Over 200 opponents of France's National Rally (RN) party on Tuesday withdrew as candidates from next Sunday's second round of voting as they seek a so-called "republican front" against the far-right, DW reports.
President Emmanuel Macron's centrists and the broad NFP left-wing grouping hope to stop the far-right from taking power in the lower house of parliament after it won roughly 33% of the vote at the first round last Sunday.
Roughly 210 pro-Macron and left-wing candidates withdrew from competing in Sunday's second round for the 577-seat national parliament by a Tuesday evening deadline.
Macron's camp has started cooperating with the NFP, hopeful that tactical voting will prevent RN and certain aligned candidates from winning the 289 seats needed for an absolute majority.
The tactical withdrawals would be accompanied by cross-party calls for voters to back whichever candidate is best placed to defeat their local RN rival.
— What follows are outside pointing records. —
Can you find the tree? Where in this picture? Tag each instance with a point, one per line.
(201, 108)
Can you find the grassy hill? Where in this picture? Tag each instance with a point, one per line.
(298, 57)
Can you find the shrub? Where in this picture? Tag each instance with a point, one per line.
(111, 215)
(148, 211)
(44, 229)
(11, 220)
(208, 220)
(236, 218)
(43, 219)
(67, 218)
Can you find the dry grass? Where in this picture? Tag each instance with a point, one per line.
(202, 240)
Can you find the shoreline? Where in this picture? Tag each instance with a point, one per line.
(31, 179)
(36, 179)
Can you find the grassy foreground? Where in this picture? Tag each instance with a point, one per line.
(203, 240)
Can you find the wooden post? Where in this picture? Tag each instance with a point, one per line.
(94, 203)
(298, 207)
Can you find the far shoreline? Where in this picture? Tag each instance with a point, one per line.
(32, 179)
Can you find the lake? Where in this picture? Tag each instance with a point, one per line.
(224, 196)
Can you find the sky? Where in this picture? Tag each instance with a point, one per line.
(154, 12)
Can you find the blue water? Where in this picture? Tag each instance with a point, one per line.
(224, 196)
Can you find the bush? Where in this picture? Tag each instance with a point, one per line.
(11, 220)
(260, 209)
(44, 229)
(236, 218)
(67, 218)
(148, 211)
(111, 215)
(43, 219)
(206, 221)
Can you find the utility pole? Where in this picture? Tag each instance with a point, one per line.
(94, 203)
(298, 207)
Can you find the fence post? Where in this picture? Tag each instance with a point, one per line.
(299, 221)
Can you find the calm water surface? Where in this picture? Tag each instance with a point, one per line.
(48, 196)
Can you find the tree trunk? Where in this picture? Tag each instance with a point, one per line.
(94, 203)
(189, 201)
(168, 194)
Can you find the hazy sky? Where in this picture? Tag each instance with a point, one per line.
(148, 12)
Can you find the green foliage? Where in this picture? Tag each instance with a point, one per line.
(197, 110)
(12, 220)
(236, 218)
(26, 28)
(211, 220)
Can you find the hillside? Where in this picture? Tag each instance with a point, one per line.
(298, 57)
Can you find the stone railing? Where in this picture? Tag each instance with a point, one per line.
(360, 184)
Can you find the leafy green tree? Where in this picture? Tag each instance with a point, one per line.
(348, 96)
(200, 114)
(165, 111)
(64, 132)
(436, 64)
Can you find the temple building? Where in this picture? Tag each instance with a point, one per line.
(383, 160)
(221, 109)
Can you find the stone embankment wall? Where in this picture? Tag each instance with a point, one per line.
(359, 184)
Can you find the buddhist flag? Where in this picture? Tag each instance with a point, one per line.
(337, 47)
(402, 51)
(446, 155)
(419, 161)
Macron decided to call a snap election after a poor showing in European elections last month, with RN gaining 31.4% of the vote compared with 14.6% for Ensemble.
The decision, which some analysts think may have been an effort to test the public — or RN's capacity to govern — is widely considered to have backfired.
While RN swept up a third of the first-round vote for the National Assembly, France's lower house, the left-wing New Popular Front garnered 28% and Macron's Ensemble managed just over 20%.